During the ongoing lockdown period, mining claims owned by women have become major targets of unlawful invasion by some unscrupulous mining counterparts popularly known as Magombiro resulting in theft and vandalism of mining equipment.
As the nation is grappling through a level 4 lockdown period characterized by restricted movements and curfew to protect the people from Covid19, Zvishavane women miners are counting losses as their workplaces are being invaded, equipment stolen and mine pegging’s shifted in their absence.
A member of the Zvishavane Women Miners, Tsitsi Matumba said female miners were being defrauded of their gold or chrome at both mining sites and milling sites by both the millers and their own workers.
“We are suffering a double blow as Covid 19 situation itself has degenerated our energies while those Magombiro are taking advantage of our absence to invade our mines,” she said.
“Our mining machinery is being vandalized in our absence and in worst cases mineral ore stolen.
“Also, when we take our ores to the milling sites, we are facing challenges as millers use their own prices to buy our chrome, they also use their weighbridge scaling rates, assay reports are exclusively done by the millers and we strongly feel defrauded in that regard.
“Under normal circumstances there must be transparency but the millers are monopolizing the process.”
Matumba said inequalities at mineral processing plants and washing plants were evoked by monopolies as there are only two Chinese milling plants available for the whole Zvishavane and Mberengwa small scale mining communities.
“We are heavily dependent on just two Chinese owned chrome milling centers where we queue to have our ore processed,” she said.
“This long queue is another window for us as women to be duped of our unprocessed ore by our own workers.
“We appeal that the Government should avail more milling stations to avoid the long wait that we currently go through.”

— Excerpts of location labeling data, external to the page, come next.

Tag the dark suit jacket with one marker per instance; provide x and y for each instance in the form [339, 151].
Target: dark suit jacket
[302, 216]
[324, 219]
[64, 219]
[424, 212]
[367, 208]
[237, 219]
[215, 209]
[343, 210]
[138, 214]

Nomalanga Dube of Shurugwi Miners Association also echoed the same sentiments saying women were harassed and abused at all stages of the mining process.
She said women were taken advantage of by men who were involved in the licensing process, by strangers in the bush during prospecting, by men who want to muscle in on their mines and by police who request sexual favors to look the other way over mining violations.
Zimbabwe Miners Federation ZMF spokesperson Dosman Mangisi said the small-scale mining sector had become the dominant gold producer in the country, overtaking established mining companies in the last few years.
“We recognise the contribution of female miners towards gold production at national level hence we continue to advocate to Government to avail targeted mechanisation support to the female miners,” he said.
Mukasiri Sibanda of the Zimbabwe Environmental Law Association (ZELA) said there was need to avail financial support to the women miners in Zimbabwe as they were lagging behind in terms of machinery.
Women miners are finding it difficult to penetrate fully into the lucrative industry.
Their challenges revolve around societal opinions on gender equality, exploitation, lack of financial capital, equipment and tools, legal and policy restrictions and lack of adequate support from the government.
In an era where Zimbabwean women in their numbers are getting relevant training in the mining sector, adequate support is needed.